The Mets are also winless so far this season with a record of 0-5. Two of the Mets’ five losses came in extra innings when the bullpen melted down. But the Mets have scored only 11 runs in those five games. Eleven! Catcher Francisco Alvarez is the only Mets hitter doing anything consistently so far in the season with a .421/.450/.737 slash.

Folks are already talking about a Marlins sell-off sooner rather than later, but if the Mets don’t turn things around quickly, I’d expect David Stearns, the new President of Baseball Operations, to start clearing the decks as well. Pete Alonso will be a free agent at the end of 2024 and will be looking for a huge deal the Mets are unlikely to give him. He’ll be number one of the trading blocks in Queens.

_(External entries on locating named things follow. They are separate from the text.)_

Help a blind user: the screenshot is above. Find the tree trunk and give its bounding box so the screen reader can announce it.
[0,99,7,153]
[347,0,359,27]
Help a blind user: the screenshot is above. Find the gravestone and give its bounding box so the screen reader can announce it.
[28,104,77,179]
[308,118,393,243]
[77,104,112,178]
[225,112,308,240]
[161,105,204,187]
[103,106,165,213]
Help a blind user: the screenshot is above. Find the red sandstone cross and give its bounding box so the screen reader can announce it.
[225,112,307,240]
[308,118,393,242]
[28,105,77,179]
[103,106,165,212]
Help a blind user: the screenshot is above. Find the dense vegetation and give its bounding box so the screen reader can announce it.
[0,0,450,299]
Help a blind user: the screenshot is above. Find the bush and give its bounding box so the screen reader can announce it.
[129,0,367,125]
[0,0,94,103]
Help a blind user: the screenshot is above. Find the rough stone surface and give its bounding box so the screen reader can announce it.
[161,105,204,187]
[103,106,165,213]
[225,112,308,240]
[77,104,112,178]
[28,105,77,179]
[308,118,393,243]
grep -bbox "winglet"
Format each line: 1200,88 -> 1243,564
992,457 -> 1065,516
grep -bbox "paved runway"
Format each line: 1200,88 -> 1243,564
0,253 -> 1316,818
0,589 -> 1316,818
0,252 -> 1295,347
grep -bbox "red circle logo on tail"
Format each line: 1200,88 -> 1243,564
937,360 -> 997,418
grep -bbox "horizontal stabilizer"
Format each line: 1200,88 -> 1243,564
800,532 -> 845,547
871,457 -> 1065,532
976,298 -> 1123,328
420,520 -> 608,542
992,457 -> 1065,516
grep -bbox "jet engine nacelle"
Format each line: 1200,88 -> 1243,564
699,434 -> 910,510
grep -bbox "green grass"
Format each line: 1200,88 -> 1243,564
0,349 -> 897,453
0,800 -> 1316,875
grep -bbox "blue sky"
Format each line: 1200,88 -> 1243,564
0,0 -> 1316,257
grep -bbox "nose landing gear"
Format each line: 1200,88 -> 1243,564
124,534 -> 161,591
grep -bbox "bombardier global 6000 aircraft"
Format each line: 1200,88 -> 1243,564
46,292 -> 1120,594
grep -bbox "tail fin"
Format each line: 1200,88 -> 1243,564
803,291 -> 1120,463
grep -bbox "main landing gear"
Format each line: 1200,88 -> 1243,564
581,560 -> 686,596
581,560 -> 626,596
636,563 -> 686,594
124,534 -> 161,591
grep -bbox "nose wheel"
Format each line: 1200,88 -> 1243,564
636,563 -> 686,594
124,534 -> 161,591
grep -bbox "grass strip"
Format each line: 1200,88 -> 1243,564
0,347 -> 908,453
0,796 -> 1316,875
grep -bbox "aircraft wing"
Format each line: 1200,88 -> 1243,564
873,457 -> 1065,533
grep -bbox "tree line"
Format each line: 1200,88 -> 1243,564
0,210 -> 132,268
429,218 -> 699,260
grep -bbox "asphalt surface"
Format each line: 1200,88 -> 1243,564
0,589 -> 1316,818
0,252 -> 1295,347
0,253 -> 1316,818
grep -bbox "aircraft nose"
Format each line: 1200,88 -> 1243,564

The Giants and the Astros—two teams expected to contend this season—are both 2-5 to start the year. But I’m more inclined to see those records as the result of tough early schedules—the Astros lost 4 straight to the Yankees and the Giants got swept by the Dodgers in LA. The Giants and Astros are both hitting pretty well. Houston has 12 home runs so far this season; the Giants have 10. Both teams have to work out kinks in the bullpen.

Now for the high points.

Congrats Dodgers fans! You won the offseason and the team looks ready to pulverize every team in its path, save for maybe the Braves and Yankees.

Mookie Betts leads the majors in home runs (5) and on-base average (.595)—numbers which look low to me after watching the Dodgers sweep the Giants. Betts-Ohtani-Freeman at the top of the Dodgers order is every bit as scary as it sounded—and Ohtani isn’t even hitting all that well. Yet. Then you have to deal with catcher Will Smith, who’s batting .406. Free-agent pick up Teoscar Hernandez’s hit 4 home runs—two more than the Minnesota Twins.

The Dodgers look unbeatable right now.

We’ll see what happens when the calendar flips to October.